By the time I’m in the Cambridge consulting room I’ve been taking painkillers constantly for six years. Pain takes up too much of the space in my mind. When the neurosurgeon tells me that if he were to operate he would be able to reduce the curve by only fifty per cent, I don’t take it in. I can’t; I’ve been told so often that there’s no treatment that my mind shuts off. It’s only weeks later I think about what he said and even then I don’t dare hope. The possibility that my spine can be straightened is too marvellous to contemplate.
Over months of tests and appointments, my main fear is that I will be judged unsuitable for surgery, that the lifeline will be taken away. Spinal fusion for adults with scoliosis was at that time a new procedure and required – still requires – very major surgery. The curve is straightened and instrumentation used to hold the repositioned spine in place. Fragments of bone placed between the vertebrae will, over time, grow and weld the fused section into a single, solid bone, stabilising the spine and reducing pain. I’m told the operation carries significant risks – of infection, blood loss, even paralysis – but I bat these warnings away. I want this.
I’m in surgery for six and a half hours – ‘skin to skin’ as a registrar afterwards gruesomely expresses it – and in the operating theatre for a lot longer than that. My spine is fused from T8 – L5. I have two long titanium rods in my back and a multiplicity of screws. My surgeon achieves a curve reduction of over fifty per cent. Sitting on the hospital bed, wary of the huge dressing, I carefully run my hand up and down my spine. My back is flat, the rib hump gone. I leave hospital several centimetres taller than when I went in. Just two weeks after the operation, the pain is noticeably diminished.
I can’t bend at the waist any more and it’s hard to look over my shoulder. The sudden alteration in body shape takes a while to get used to, but it’s miraculous to be tall and straight. I stop taking painkillers. I have to teach myself to sleep without them, so there are lots of broken nights and early mornings. I replace my wardrobe, though it takes me a while to stop buying garments that are too big. It’s wonderful to have a spine that holds me up, and even more wonderful to be free from pain. Going out for a meal is a pleasure instead of a torment (though I still avoid the six-course tasting menu).

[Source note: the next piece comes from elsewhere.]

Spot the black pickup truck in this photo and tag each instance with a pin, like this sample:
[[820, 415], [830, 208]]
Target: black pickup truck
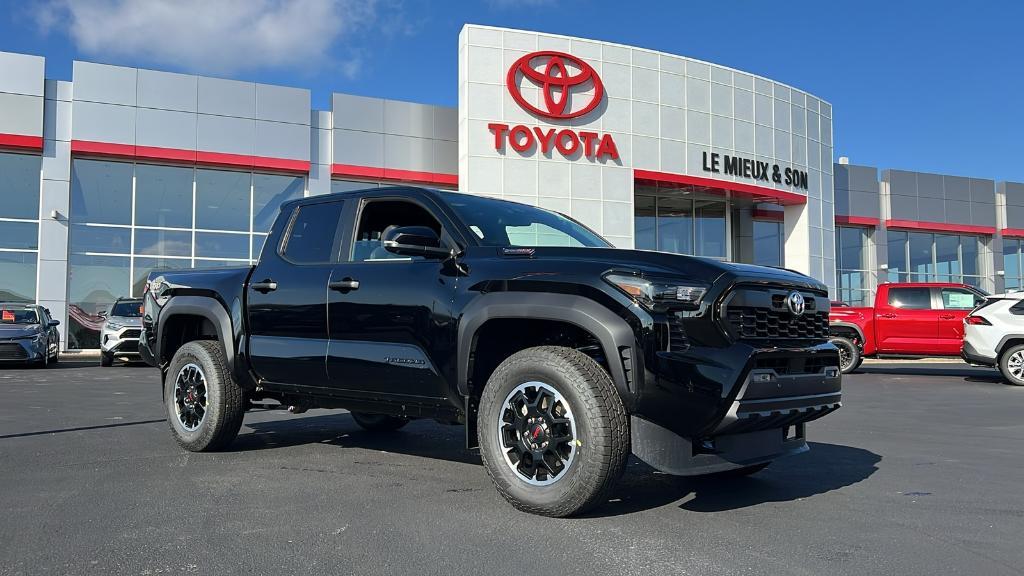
[[560, 354]]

I feel utter relief that my spine is fixed in place. I no longer have the loneliness of wondering how on earth I’m going to deal with it, if – when – the pain gets worse.

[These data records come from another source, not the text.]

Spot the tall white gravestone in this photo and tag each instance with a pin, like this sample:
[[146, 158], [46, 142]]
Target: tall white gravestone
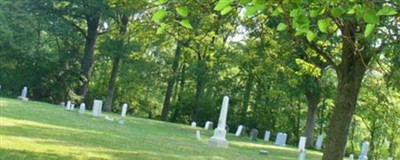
[[24, 92], [207, 126], [124, 109], [281, 139], [198, 135], [364, 151], [318, 144], [82, 108], [97, 105], [302, 149], [239, 131], [68, 106], [219, 140], [267, 135], [351, 157]]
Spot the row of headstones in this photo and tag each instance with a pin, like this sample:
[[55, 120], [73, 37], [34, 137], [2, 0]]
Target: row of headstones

I know that I’m lucky to live in Cambridge, near brilliant Addenbrooke’s hospital. I’m lucky to have a GP who understands about scoliosis and referred me to a specialist surgeon. It was because of the immense skill of my surgeon and his team that the surgery went smoothly. I’m also lucky that clever scientists invented the internet, because now, at last, I can find out about the condition.

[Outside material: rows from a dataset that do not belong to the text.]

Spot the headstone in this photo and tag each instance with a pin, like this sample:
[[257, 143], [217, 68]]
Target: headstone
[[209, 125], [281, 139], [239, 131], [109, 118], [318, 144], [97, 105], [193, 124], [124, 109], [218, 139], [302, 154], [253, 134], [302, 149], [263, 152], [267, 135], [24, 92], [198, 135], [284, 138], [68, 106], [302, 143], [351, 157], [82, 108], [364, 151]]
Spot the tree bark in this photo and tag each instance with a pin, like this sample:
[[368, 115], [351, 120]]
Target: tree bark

Through Addenbrooke’s, I meet other women who missed out on treatment when they were young, and who have since had spinal fusion or are considering it. We share a similar body shape – tall, thin, long-limbed – and we share memories too. We are a diminishing community because scoliosis sufferers are now routinely treated in their teens and twenties. I feel an affinity with these women. These are my tribe.